The first criterion for designing a properly run system is to have a good understanding of the hydrogeology of the site and the areal and vertical extent of the contaminants. Usually the contamination originates at one or only a few source areas. After the source area(s) is identified, the shape and direction of the plume can be used as a ground water tracer to design the recovery system, which should incorporate characteristics of the natural flow system to facilitate the cleanup. In other words, the natural flow direction should be used to locate the recovery wells in areas to intercept the flow rather than “pull” the ground water in a direction that it would not normally flow.

The objectives of a ground water recovery system usually are to contain the plume by preventing further movement and to reduce the mass (volume) of contamination in the ground water, ideally to below regulatory standards or non-detectable levels.

Once the plume(s) has been sufficiently characterized, the contaminants in the source area(s) should be removed (excavated) to stop the contribution of contaminants to ground water, otherwise, ground water recovery will continue much longer than if the sources were removed.

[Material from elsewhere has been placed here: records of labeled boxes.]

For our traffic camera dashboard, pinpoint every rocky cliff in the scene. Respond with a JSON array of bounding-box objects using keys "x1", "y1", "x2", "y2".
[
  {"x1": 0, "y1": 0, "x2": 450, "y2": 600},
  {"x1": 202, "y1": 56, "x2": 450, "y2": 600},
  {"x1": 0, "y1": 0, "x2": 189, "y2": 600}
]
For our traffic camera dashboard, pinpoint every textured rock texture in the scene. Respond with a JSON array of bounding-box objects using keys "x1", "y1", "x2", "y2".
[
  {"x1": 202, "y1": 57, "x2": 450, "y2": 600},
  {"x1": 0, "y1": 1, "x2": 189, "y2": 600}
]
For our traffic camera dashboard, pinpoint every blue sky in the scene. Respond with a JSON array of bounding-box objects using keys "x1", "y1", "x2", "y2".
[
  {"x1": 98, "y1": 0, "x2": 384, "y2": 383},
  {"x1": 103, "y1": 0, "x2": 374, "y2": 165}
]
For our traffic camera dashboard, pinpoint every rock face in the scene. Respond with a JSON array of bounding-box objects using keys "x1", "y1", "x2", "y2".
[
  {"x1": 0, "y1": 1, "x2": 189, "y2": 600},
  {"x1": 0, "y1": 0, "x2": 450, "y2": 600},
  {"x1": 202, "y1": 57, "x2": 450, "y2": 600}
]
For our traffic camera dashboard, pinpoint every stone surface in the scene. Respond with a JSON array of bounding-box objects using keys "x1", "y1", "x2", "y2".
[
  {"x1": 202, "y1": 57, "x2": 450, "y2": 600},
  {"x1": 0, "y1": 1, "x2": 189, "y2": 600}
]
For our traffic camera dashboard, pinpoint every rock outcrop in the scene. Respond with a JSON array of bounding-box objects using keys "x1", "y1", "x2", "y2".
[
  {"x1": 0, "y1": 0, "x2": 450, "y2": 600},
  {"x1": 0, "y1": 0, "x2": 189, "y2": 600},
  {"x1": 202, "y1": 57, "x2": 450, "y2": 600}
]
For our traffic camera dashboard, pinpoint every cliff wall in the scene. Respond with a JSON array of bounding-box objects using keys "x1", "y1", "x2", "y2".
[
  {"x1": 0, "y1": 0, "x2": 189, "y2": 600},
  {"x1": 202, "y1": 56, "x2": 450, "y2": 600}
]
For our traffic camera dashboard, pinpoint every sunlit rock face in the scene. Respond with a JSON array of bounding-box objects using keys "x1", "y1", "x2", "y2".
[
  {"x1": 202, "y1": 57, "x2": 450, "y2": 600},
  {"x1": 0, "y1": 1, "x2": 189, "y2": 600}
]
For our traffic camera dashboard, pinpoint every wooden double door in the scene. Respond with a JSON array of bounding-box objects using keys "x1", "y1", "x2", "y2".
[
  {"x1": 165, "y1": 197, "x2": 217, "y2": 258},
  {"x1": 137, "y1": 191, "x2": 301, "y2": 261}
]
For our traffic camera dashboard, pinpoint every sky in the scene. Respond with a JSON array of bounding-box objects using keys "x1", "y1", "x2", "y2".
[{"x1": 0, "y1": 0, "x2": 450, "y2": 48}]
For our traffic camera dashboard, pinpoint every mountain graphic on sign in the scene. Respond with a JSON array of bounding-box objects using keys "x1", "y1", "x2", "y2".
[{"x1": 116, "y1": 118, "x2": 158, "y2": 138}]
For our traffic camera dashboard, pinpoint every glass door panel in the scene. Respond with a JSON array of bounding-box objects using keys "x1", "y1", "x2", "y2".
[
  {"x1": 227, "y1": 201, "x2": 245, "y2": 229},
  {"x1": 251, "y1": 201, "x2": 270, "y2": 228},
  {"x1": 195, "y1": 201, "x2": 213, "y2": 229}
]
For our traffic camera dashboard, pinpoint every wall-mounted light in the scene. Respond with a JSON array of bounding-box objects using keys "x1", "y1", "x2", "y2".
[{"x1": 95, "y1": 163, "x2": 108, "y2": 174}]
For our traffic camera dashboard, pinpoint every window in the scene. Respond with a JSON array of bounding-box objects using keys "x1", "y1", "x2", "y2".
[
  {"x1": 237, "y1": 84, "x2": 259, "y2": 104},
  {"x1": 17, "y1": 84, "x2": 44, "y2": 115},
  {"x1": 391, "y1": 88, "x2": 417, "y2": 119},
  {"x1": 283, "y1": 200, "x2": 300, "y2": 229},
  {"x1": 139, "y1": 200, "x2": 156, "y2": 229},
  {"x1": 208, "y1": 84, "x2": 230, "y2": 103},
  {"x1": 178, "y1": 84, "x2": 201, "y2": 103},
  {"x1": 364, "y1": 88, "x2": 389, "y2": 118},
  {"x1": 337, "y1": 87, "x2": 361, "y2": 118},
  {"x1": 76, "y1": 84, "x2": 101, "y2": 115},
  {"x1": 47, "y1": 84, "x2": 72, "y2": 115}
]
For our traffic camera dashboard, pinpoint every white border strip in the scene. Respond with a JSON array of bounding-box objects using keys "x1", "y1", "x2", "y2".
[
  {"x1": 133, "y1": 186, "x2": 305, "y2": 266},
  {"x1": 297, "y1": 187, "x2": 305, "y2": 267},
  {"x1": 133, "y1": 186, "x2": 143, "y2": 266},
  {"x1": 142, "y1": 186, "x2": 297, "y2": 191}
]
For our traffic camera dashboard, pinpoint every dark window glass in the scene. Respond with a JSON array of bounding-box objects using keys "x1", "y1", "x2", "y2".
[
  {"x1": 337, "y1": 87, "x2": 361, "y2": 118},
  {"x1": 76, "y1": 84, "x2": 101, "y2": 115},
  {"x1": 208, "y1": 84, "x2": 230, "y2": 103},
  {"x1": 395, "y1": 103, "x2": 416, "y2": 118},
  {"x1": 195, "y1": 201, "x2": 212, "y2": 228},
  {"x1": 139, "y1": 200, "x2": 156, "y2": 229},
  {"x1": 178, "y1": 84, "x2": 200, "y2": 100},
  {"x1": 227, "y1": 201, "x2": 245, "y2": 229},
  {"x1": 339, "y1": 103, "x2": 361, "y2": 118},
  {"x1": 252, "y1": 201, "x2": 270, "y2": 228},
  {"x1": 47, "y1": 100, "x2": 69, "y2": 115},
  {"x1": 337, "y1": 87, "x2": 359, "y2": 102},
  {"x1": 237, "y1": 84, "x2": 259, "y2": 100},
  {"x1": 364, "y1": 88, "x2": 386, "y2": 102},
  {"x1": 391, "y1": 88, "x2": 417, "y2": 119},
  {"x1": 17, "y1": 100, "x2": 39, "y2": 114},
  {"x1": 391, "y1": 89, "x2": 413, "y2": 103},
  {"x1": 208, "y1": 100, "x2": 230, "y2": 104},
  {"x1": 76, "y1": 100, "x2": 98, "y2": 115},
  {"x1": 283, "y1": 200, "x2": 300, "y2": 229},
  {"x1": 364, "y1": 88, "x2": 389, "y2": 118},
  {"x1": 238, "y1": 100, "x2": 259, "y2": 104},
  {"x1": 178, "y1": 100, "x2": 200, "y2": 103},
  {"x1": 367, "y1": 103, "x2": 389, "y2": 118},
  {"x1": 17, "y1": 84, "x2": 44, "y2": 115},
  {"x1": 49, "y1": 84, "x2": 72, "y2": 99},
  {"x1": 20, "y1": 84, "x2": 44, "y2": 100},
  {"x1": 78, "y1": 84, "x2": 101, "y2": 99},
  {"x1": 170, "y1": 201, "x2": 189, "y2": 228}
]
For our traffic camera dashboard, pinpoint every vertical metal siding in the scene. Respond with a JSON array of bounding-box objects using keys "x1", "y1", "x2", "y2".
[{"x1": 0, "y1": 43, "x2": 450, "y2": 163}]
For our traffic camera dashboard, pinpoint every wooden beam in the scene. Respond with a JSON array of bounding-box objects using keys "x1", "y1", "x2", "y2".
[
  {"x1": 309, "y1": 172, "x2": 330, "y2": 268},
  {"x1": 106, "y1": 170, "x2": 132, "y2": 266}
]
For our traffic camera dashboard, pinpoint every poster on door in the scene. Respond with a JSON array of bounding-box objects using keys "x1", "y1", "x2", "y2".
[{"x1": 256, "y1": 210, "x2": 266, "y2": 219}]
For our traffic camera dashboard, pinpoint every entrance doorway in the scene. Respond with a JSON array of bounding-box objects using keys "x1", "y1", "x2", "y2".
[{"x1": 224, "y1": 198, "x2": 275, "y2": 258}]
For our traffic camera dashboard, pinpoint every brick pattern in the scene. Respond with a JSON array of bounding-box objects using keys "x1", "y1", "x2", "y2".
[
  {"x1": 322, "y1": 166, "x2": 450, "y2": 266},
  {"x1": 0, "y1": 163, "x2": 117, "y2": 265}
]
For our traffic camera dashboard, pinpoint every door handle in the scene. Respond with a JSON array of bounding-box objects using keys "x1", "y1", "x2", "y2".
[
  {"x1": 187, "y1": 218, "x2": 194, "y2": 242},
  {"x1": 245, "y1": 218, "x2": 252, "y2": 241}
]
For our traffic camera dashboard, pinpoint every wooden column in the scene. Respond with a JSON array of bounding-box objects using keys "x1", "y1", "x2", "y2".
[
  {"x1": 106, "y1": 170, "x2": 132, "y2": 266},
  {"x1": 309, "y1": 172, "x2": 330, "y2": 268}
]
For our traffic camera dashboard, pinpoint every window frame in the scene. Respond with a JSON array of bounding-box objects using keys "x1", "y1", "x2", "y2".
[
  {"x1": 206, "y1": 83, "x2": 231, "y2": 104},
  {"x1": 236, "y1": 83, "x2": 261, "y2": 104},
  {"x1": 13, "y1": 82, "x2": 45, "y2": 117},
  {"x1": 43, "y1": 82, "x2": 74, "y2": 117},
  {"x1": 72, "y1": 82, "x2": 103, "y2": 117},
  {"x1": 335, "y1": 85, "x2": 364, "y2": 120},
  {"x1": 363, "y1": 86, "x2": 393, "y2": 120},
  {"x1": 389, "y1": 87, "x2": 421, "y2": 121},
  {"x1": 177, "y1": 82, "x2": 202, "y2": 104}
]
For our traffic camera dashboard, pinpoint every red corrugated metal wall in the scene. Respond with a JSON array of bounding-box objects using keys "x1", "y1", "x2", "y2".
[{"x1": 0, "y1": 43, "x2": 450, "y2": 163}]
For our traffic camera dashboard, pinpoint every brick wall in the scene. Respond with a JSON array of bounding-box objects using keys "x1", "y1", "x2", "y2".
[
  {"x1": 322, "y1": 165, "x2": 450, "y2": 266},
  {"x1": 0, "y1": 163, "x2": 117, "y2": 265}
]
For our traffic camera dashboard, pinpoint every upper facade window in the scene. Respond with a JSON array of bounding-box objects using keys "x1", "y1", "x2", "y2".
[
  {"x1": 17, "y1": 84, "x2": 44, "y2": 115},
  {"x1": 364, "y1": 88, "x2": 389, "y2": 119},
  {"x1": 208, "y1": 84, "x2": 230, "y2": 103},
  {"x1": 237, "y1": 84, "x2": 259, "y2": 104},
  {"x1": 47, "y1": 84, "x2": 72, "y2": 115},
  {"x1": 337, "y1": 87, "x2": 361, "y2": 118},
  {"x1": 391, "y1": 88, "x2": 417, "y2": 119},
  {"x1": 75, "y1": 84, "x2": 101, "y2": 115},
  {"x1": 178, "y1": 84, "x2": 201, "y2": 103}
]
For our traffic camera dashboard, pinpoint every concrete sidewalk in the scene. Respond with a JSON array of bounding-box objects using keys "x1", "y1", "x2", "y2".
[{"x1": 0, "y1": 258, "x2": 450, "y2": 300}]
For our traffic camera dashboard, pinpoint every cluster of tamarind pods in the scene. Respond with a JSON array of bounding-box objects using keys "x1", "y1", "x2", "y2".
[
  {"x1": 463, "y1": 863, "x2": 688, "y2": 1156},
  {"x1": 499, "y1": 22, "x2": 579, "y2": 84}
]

The fewer the number of ground water recovery wells, generally the better. Location of the recovery wells should be just inside the leading edge of the plume (roughly 25 percent of the distance upgradient of the leading edge, towards the source). The pumping rate of the well should be set at the effective capture width* of the well at steady state, plus a small safety factor (capture width plus 10 percent to 20 percent). If the capture width can be obtained with a single well, do it! Multiple pumping wells will have dead zones or no-flow zones between pumping wells where the plume will barely move. If the single well cannot effectively stop migration of the leading edge of the plume, a smaller (volume) recovery well may be needed at the leading edge to stop further migration.